Having skimmed through this thread last night and read many parts of it with thought, I am deeply impressed by the community spirit that has surfaced and the self-sacrificing efforts of several members.

Under similar circumstances, many an online community would have just abandoned the ruins even if they had proper root access to the database. Sure, there would have been individuals who would have saved dozens or even hundreds of threads as mementos. Most likely there would have been some sort of continuation, possibly as a number of different Discord groups or whatever the people would have found convenient enough.

As I told one of my friends last night, no social medium that I have discovered so far can serve me like web discussion forums ? as a cross between a chatting circle, a study group, a publication platform, and a searchable online archive.

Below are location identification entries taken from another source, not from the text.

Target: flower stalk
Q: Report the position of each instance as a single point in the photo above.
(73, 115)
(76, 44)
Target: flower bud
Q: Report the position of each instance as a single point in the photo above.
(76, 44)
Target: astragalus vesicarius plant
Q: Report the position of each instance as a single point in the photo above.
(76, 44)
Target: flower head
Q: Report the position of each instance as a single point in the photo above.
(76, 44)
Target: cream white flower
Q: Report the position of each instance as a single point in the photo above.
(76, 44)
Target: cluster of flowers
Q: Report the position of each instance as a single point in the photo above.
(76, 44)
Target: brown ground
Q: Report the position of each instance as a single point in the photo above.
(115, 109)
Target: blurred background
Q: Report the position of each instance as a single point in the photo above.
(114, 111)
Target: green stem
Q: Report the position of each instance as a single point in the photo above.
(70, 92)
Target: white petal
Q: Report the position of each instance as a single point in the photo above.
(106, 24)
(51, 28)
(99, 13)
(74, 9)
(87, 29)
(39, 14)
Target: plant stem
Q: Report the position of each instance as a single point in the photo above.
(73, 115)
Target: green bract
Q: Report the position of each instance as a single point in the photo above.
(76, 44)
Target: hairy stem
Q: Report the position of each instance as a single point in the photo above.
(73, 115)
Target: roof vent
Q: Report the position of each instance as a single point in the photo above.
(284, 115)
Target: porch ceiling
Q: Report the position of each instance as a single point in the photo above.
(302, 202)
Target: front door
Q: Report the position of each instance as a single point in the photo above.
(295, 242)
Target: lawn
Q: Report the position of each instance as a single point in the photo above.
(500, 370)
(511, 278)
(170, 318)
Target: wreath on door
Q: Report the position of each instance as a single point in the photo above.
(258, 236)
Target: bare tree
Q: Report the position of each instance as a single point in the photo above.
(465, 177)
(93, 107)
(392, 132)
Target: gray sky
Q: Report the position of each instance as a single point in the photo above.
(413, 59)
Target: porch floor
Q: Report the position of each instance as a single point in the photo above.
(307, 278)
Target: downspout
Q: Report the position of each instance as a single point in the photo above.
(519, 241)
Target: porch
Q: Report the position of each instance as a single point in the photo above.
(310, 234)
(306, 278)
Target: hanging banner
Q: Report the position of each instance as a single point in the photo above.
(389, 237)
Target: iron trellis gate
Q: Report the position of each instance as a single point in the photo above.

While I am sad for what has led us here, I am most grateful to those who have helped salvage, save, and revive the discussion forum incarnation of this community. Whether you have contributed with work, money, ideas, or encouraging words, you have been a part of it.

Teetoku

  • You should...
  • Take it easy.
Re: The End of Shrinemaiden As We Know It
« Reply #77 on: August 28, 2020, 08:52:07 AM »
Shame that this forum's days are numbered, RIP to the owner.
I haven't been here for the past few years, just decided to check this place out and then this happenes.